Here is the quick fix.
Is the weight column always entirely null, or sometimes a mix of numeric values and the occasional null?
It's entirely null. I didn't test with different datasets though.
I merged a possible fix in etal/cnvkit#914 . Are you able to try the latest development version of CNVkit and see if the problem is fixed now, or does the fix for sarek require a stable release of CNVkit first?
I think sarek requires a stable release of CNVkit first so that it can be pulled as an image.
However, I see your temporary fix is to replace the weight column by 1 if it's null and it will work as I tested, but it should be better to understand why it is null at the first place and what causes a null weight column. I think manually replacing the weight column may cause misleading results?
I'm having the same issue with cnvkit not providing the output files for the normals. It provides the somatic results, but it fails when doing germline calling in the normals.

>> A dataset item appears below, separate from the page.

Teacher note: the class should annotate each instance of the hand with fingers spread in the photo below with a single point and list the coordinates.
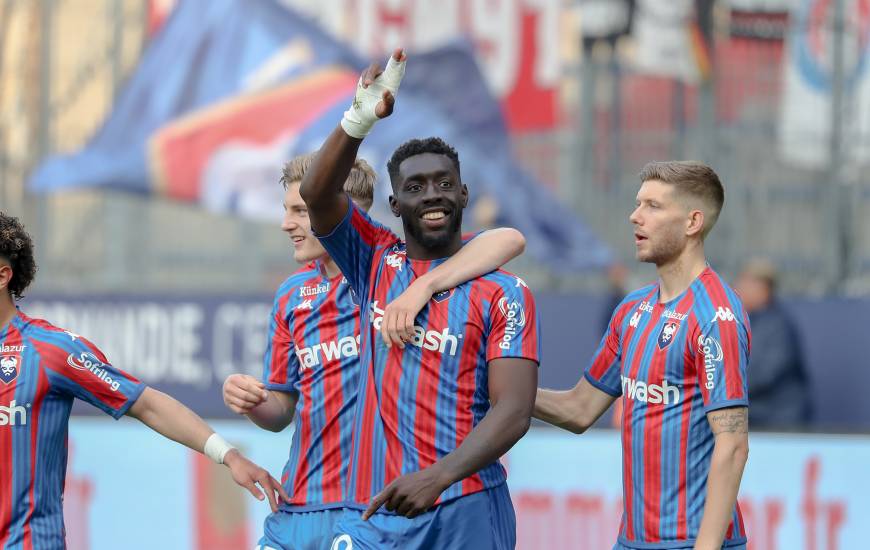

@FriederikeHanssen, I think that the full tests that you referred to (full_test_aws) might have failed too. All the output files are generated in the HCC1395T_vs_HCC1395N folder:
test_full_aws/variant_calling/cnvkit/HCC1395T_vs_HCC1395N/
but not in the HCC1395N folder (no .cns or .png files for example):
test_full_aws/variant_calling/cnvkit/HCC1395N/
As comparison, the test_full_germline_aws seemed to have run successfully:
test_full_germline_aws/variant_calling/cnvkit/NA12878/
The temporary fix mentioned by @bounlu and @etal works. From what I can see, all the empty values are always associated to an antitarget entry in the .cnr file, so I'm guessing it only fails for WES data (but not for WGS/amplicon and these would not use antitargets?)